Charlotte Day Wilson is ready for joy

    1 of 3 2 of 3

      The tapestry of our lives is held together by our relationships. Familial ties, friend breakups, and lovers’ quarrels become defining moments in our coming of age. Using music to mount these experiences, Charlotte Day Wilson is no longer looking at life with rose-coloured glasses. Instead, she’s seeing Cyan Blue.

      In 2021, Wilson’s debut album Alpha established her as a multi-hyphenate artist who produced, wrote, and sung her way to accolades like a Songwriter of the Year and R&B Soul Recording of the Year nomination at the 2022 Junos. The Toronto-raised artist also hard-launched herself into the pop culture stratosphere with a feature in season one of Euphoria with breakout single “Work”, which was quick to hit Spotify playlists—and Zendaya, Jacob Elordi, and Hunter Schafer fan edits across the internet.

      “What was nice about that album was just seeing how things continued to catch on over time,” she shares via phone. “Putting out music is a funny thing because you just never really know who’s gonna take to it, and when.”

      In this next chapter of her life as an artist with Cyan Blue (released on May 3), Wilson is sharing the producer chair, collaborating with R&B, pop, and soul giants like Leon Thomas III (SZA, Ariana Grande, Post Malone) and Jack Rochon (H.E.R, Daniel Caesar).

      “It gave me the perspective and ability to not get caught in the details,” she reflects. But before you listen to this tremendous body of work, be warned. Wilson’s buttery, deep, unfettered vocals and lyrics take the listener on a ride through all stages of relational grief.

      As we age, an inevitable hardening occurs. Unprecedented events in life pile down on us. In these capitalist and colonial systems, labour is often misplaced as your lifeforce. To cope, the child inside us becomes abandoned. Recognizing that music is a vessel for audiences to emote, Cyan Blue resists this evolution by putting words and melodies to the madness of our lives.

      Jessica Foley

      “At my core, I’m a very soft person; very sensitive and very easily moved,” Wilson admits. “I find a lot of beauty in the world around me, and I have gone through phases of my life where I haven’t felt that and instead felt like a stone woman. I was really scared that that’s what adulthood was going to feel like.”

      In an effort to romanticize her life, Wilson packed up and headed to Laurel Canyon to change her course.

      “My whole approach with my career right now is just to have fun. It sounds kind of basic, or it sounds obvious, but you can get lost a little bit in the pressures of being an artist,” she shares. “Anything that gave me a sense of romanticizing the situation—whatever was sparking my creativity, my sense of play and fun—I just leaned into.”
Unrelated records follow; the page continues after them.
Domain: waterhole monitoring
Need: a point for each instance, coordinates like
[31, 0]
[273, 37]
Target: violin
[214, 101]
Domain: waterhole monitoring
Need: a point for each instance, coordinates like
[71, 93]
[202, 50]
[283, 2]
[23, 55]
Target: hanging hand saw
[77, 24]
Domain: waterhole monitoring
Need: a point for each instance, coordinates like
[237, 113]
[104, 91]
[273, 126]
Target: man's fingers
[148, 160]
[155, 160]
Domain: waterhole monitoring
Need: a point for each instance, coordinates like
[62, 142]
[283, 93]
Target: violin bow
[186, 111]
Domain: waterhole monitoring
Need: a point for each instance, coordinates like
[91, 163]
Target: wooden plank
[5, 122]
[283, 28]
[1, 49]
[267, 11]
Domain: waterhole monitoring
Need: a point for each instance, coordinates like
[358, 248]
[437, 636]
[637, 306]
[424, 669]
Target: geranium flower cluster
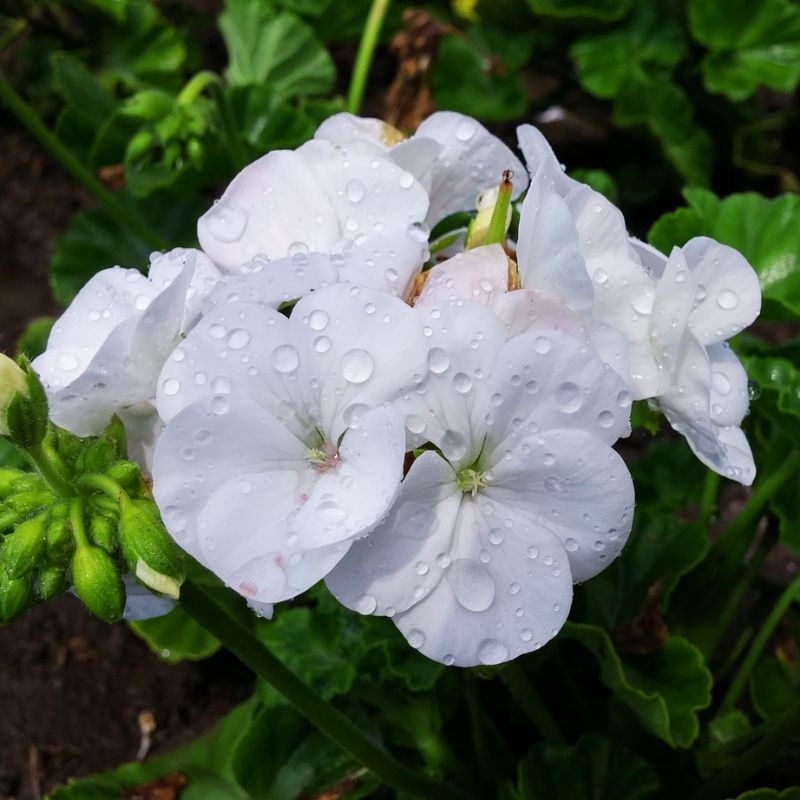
[318, 397]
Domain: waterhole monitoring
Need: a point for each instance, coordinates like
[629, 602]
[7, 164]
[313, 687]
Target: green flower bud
[16, 597]
[8, 477]
[23, 549]
[24, 410]
[52, 582]
[104, 533]
[59, 541]
[97, 583]
[150, 552]
[12, 382]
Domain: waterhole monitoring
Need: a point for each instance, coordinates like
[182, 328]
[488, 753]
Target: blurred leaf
[206, 764]
[95, 240]
[664, 689]
[773, 686]
[265, 47]
[765, 231]
[476, 83]
[596, 768]
[33, 340]
[176, 637]
[602, 9]
[750, 44]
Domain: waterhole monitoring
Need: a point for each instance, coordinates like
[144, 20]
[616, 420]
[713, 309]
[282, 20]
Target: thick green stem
[730, 780]
[124, 215]
[366, 50]
[759, 643]
[330, 721]
[50, 473]
[523, 692]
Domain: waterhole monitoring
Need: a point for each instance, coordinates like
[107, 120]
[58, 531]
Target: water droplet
[238, 339]
[438, 360]
[366, 604]
[727, 299]
[472, 585]
[284, 358]
[492, 651]
[357, 366]
[226, 223]
[569, 397]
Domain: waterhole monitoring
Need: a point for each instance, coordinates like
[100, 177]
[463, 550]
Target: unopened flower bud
[97, 582]
[16, 596]
[12, 381]
[52, 581]
[23, 548]
[150, 552]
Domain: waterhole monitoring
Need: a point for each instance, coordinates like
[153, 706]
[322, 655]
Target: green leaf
[278, 49]
[596, 768]
[773, 686]
[464, 80]
[95, 240]
[33, 340]
[664, 689]
[176, 637]
[206, 764]
[750, 44]
[765, 231]
[602, 9]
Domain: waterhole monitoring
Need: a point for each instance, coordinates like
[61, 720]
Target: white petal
[351, 498]
[396, 565]
[371, 194]
[548, 247]
[270, 205]
[357, 349]
[501, 596]
[729, 295]
[478, 274]
[547, 380]
[448, 407]
[574, 485]
[730, 397]
[471, 160]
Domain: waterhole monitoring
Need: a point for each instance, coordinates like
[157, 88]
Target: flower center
[323, 458]
[471, 480]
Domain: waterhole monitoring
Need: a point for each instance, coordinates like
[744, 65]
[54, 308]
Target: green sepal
[97, 583]
[16, 595]
[52, 581]
[147, 547]
[27, 417]
[24, 547]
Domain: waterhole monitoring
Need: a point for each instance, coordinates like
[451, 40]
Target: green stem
[523, 692]
[708, 502]
[759, 643]
[50, 473]
[727, 782]
[122, 214]
[764, 491]
[329, 720]
[366, 50]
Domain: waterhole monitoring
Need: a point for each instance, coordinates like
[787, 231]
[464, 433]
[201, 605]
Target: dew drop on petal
[357, 366]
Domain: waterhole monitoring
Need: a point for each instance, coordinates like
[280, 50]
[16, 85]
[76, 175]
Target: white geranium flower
[453, 156]
[705, 293]
[524, 495]
[322, 198]
[105, 352]
[279, 450]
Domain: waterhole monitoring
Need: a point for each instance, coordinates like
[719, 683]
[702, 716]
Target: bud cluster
[80, 519]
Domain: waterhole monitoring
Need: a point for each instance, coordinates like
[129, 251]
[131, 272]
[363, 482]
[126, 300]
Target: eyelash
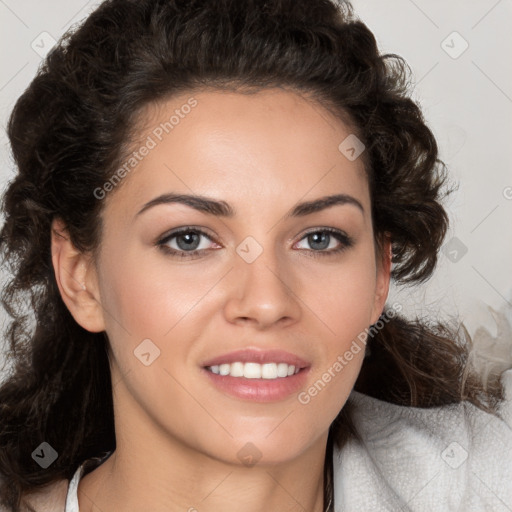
[345, 241]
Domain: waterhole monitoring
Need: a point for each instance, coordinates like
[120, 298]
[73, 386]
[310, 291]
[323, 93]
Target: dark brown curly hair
[69, 132]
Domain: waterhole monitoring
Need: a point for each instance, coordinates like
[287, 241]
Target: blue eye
[184, 242]
[323, 241]
[189, 242]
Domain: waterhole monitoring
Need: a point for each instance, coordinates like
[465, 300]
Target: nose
[263, 293]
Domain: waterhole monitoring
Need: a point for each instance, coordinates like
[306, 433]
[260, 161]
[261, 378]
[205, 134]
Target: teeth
[255, 370]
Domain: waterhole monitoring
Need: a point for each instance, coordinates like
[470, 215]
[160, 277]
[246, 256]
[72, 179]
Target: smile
[252, 370]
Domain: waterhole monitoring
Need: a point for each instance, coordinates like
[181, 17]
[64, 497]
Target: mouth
[256, 375]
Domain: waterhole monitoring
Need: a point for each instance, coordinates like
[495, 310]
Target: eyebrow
[223, 209]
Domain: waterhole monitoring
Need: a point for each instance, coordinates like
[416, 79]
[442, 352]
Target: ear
[77, 279]
[383, 276]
      Finding herself in an environment that isolated her from life’s pace of perpetual struggle, Wilson found hues of Cyan Blue on the horizon.
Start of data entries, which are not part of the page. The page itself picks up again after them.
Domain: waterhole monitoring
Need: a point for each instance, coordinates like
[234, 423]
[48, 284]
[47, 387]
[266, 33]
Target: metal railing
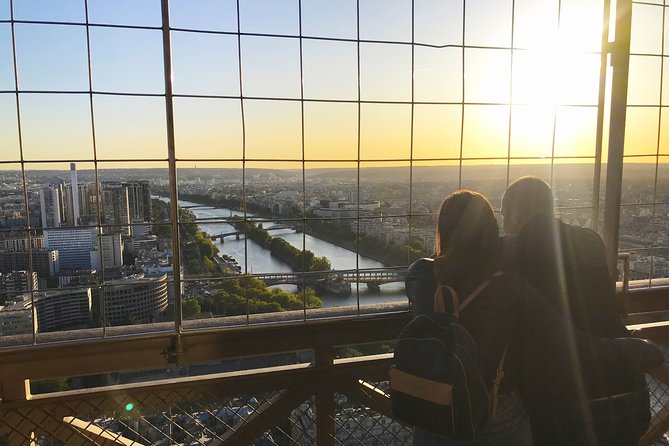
[306, 383]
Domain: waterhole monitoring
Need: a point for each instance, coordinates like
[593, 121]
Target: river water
[260, 261]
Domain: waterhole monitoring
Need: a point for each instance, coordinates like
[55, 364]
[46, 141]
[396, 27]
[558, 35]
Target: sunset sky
[552, 89]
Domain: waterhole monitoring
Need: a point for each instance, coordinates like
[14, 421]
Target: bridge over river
[371, 277]
[238, 233]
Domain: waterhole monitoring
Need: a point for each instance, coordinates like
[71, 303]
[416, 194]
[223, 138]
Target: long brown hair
[467, 237]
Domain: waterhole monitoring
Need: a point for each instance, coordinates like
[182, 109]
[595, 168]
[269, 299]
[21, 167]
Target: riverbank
[383, 255]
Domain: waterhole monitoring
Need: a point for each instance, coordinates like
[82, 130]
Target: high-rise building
[146, 198]
[74, 246]
[88, 201]
[50, 198]
[15, 319]
[45, 262]
[75, 193]
[21, 243]
[107, 251]
[135, 299]
[115, 207]
[63, 309]
[16, 283]
[139, 200]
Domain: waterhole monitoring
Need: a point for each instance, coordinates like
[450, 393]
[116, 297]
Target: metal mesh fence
[176, 417]
[356, 424]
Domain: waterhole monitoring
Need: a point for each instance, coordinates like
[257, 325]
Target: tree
[321, 264]
[190, 307]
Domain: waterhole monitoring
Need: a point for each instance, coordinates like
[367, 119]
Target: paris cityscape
[81, 264]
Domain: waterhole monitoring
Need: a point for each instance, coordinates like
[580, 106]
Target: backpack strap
[439, 305]
[496, 384]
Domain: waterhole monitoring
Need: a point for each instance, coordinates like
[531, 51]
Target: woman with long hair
[510, 319]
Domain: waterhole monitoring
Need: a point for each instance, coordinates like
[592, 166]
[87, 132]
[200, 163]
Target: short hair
[528, 196]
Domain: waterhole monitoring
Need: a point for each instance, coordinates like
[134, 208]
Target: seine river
[260, 261]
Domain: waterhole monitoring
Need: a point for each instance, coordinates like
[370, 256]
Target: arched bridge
[238, 233]
[373, 277]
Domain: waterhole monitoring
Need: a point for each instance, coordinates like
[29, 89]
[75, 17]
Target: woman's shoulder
[420, 286]
[512, 284]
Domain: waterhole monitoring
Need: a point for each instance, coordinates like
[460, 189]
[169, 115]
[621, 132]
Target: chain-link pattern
[192, 416]
[356, 424]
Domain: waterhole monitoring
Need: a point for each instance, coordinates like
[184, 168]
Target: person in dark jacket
[542, 345]
[567, 265]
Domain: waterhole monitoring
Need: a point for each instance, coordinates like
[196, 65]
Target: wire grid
[462, 161]
[159, 419]
[651, 153]
[659, 392]
[359, 425]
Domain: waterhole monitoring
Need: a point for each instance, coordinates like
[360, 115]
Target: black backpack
[435, 382]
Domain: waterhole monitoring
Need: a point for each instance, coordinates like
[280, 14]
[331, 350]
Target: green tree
[190, 307]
      “I have a bit of synesthesia with colors connecting to sound,” Wilson explains. “I was using a green-blue colour palette to inform all of my decisions, from the tone of a guitar to the shape of the lyric, to any sort of ambient texture in the background.”

      In the face of life’s grand expectations, it’s true that many of us are groomed to be emotionally avoidant. The realities of our life are often hard to reconcile with. And optimism is hard to maintain when your inner child is completely lost in the pressures of your present.
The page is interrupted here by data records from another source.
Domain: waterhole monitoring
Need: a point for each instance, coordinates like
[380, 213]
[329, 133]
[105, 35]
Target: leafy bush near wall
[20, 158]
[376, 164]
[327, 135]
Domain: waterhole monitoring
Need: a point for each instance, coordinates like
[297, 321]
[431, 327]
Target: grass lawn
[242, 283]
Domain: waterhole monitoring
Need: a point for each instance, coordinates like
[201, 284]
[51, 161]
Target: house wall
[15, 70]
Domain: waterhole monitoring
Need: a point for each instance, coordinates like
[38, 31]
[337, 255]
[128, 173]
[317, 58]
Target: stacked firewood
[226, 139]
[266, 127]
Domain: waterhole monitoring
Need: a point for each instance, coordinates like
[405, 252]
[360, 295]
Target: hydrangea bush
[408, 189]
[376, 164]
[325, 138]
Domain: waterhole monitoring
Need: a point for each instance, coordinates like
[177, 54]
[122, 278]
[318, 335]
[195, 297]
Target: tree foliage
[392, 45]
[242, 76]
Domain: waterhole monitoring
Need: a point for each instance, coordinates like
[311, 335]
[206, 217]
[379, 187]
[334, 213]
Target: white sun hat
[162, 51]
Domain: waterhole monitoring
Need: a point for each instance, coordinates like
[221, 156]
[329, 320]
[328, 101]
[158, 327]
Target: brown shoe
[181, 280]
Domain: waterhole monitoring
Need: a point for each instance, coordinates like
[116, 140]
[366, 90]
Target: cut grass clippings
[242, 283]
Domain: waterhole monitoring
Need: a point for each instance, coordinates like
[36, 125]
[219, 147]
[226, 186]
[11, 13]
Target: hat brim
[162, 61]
      “The inner child is something that I’m really always trying to connect back to” Wilson says. “I think that we are who we are from a very early age. For me there’s a continuous journey to reconnect with that version of myself that knew how to play and knew how to feel and knew how to experience joy in a really extreme way.”

      In comes Cyan Blue. In pursuit of this extreme joy, we’re reminded that one must first mourn what’s been lost. The irresistible soul of “Canopy” leads us into a setting enveloped by someone’s darkness. “It’s like a canopy, all that hate/And I’m above it, can’t live that way,” Wilson sings. But as she begs to escape a toxic environment, she turns towards us, the listeners, asking: “When the light comes through, am I the same as you?/Just a different shade of blue?”

      As a child, Wilson saw a lack of representation in queer relationships; as such, her definition of love was narrow.

      “I couldn’t see how it would ever happen for me, you know, just based on the trajectory that I was supposed to follow,” she admits. “I didn’t know if I would ever experience love.”

      Through the creation of Cyan Blue, Wilson has opened herself up to a new chapter of seeing life in different shades.

      “I think it’s changed for me now, knowing the type of love that I can have in a queer relationship,” she adds. “One where I’m encouraged and allowed to indulge in my sensitivities.”

      Wilson’s sensuous, comforting vocals suggest that angst, sadness, joy, and peace are all intertwined. Cyan Blue will have you seeing life in colour again. But first, you must feel it all.

      Charlotte Day Wilson plays the Vogue on May 17.